In the context of the pricing policy expressed above, the Government is requesting you to adjust the price of exrefinery LPG with effect from tomorrow, 9 April 1980, to $205 per tonne ex-refinery gate. A similar request is being made to the producers of naturally occurring LPG in respect ofthe Long Island Point price.

I understand that your company may wish to approach the PJT to have compensatory adjustments made to the prices of other petroleum products which you produce. I expect such adjustments will be marginal and, in those circumstances, your company may wish to approach the PJT at a convenient time in the future when other cost claims might be made.

An appropriate directive to the PJT will be made by the Minister for Business and Consumer Affairs, stating the pricing policy the Government is adopting.

I will be issuing a full policy statement on LPG pricing and related matters later today.

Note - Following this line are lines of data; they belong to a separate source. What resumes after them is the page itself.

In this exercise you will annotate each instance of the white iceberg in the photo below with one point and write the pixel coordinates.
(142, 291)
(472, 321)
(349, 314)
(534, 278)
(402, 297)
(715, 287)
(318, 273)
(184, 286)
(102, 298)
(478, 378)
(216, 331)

Authorised by D. J. Ives Date 8.4.80


Senator Georges - Will the Minister also table it so that we can have access to it straight away?


Senator CARRICK - I would be very happy to table it. In fact, I will get copies made of it if that is desired. Over the course of the past three or four weeks considerable discussions have taken place with the whole of the oil industry, including the producers at Cooper Basin and Bass Strait and the refiners, regarding LPG. This telex contains the final resolution. I am bound to say that the companies had been informed of our proposals and had the opportunity to comment on them prior to my sending the telex. But it is indeed a frank statement of the discussions and the dialogue with the companies.